Some Rap Songs was largely finished before his father’s passing, but Thebe had to write a song about it for his own sake. The result is “Peanut,” a transient eulogy written and recorded alone and drunk in the Mid-City home studio. “Flushin’ through the pain, depression, this is not a phase/Picking out his grave, couldn’t help but feel out of place,” he raps, groggily. The song is a snapshot of an unfinished mourning process.

“The way that was mixed, the fucking hiss—that song feels like when depression hugs you,” Thebe says of “Peanut.” “That moment was like engaging that hurt but still keeping the humanity intact by being really honest, getting myself to a point where it’s not a wallowing situation.”

He stands with his arms outstretched explaining how he dealt with the loss: “My dad dying was the most traumatic moment of my life, but grief doesn’t just work as sadness—funny shit happens in there. I’m depressed every day and I be having fun. I feel like the music feels like how the brain is wired to work: The most traumatic shit can happen and you could think how you need Lysol.”

He stayed with his sister while he was in Johannesburg making arrangements for his dad’s funeral, reconnecting with her in the process, and he laughs about having to unpack the complicated history of the word “nigga” for his 5-year-old nephew. “I lost my father so that I could be reunited with my family,” he says.

Through it all, his mom has been there for him, and he’s been sharing his music with her more than ever before. Once the primary antagonist of Earl Sweatshirt fans for sending him away to Samoa, Thebe says she is the most influential person in his life. “There’s no coincidence that I’m at the most myself now and have the album that I can play my mom,” he says.
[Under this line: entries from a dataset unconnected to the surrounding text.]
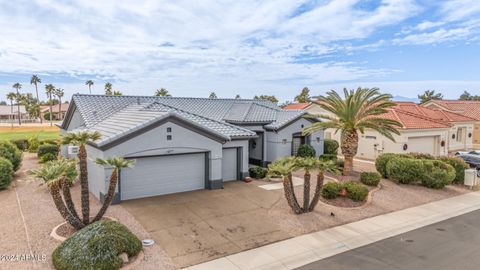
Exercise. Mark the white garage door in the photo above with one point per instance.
(160, 175)
(229, 164)
(425, 145)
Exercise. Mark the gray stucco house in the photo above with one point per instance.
(183, 144)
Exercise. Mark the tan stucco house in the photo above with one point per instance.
(435, 132)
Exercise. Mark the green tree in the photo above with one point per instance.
(36, 80)
(81, 139)
(430, 95)
(108, 89)
(116, 164)
(89, 83)
(50, 91)
(18, 86)
(304, 96)
(162, 92)
(266, 97)
(59, 93)
(358, 110)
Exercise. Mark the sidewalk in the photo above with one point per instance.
(301, 250)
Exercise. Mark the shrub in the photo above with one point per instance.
(405, 170)
(438, 174)
(257, 172)
(459, 165)
(21, 144)
(330, 147)
(96, 246)
(331, 190)
(370, 178)
(327, 157)
(306, 150)
(6, 172)
(356, 191)
(47, 149)
(383, 159)
(48, 157)
(9, 151)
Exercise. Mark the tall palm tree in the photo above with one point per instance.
(81, 139)
(162, 92)
(18, 86)
(50, 90)
(36, 80)
(11, 96)
(356, 111)
(57, 175)
(59, 92)
(116, 164)
(108, 89)
(89, 83)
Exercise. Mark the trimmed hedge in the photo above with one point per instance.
(330, 147)
(459, 165)
(355, 191)
(306, 150)
(370, 178)
(257, 172)
(9, 151)
(405, 170)
(6, 173)
(44, 149)
(437, 174)
(96, 246)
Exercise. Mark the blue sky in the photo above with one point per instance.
(242, 47)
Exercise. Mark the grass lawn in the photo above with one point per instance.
(43, 132)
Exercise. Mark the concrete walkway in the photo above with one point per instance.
(302, 250)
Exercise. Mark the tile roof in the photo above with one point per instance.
(296, 106)
(118, 114)
(470, 108)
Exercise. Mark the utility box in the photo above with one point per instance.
(470, 177)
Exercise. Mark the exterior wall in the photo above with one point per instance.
(154, 142)
(279, 144)
(244, 145)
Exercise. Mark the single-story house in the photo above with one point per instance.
(183, 144)
(469, 108)
(9, 113)
(423, 130)
(58, 110)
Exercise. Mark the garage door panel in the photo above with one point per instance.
(229, 164)
(153, 176)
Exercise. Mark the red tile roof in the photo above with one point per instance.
(296, 106)
(470, 108)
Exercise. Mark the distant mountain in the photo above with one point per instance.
(400, 98)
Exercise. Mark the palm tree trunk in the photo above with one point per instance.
(68, 198)
(82, 156)
(290, 194)
(349, 150)
(57, 199)
(318, 190)
(109, 197)
(306, 191)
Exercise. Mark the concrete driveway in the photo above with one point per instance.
(198, 226)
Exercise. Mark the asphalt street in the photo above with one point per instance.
(451, 244)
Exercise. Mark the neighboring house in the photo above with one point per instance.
(58, 111)
(10, 114)
(423, 130)
(468, 108)
(183, 144)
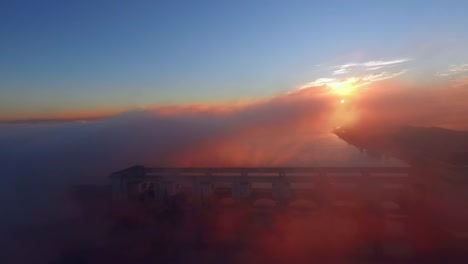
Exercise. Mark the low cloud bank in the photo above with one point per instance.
(39, 161)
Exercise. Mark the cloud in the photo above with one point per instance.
(461, 82)
(340, 71)
(355, 82)
(41, 161)
(382, 76)
(371, 65)
(454, 70)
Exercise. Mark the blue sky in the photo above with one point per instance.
(72, 56)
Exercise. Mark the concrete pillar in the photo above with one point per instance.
(206, 192)
(240, 190)
(163, 190)
(281, 191)
(117, 188)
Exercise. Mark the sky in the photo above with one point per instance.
(87, 59)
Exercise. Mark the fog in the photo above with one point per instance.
(40, 162)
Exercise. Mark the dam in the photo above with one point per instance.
(282, 185)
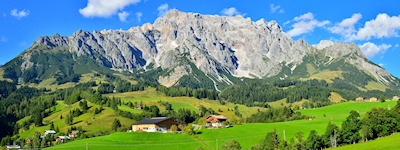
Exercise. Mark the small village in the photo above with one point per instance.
(155, 124)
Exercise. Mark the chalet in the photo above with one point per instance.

Thebe is seeing a therapist now, an experience he calls “incredible,” though he doesn’t get to go as much as he’d like. “I’m gonna have to change my life to be as high-functioning as this shit is calling for me to be right now,” he says. “I’m just excited to get a new perspective on reality. Because that’s the cycle: collect, reflect.” There’s a long pause. “I’m still figuring it out and I’ll be figuring it out for the rest of my life. All I can do now is live.”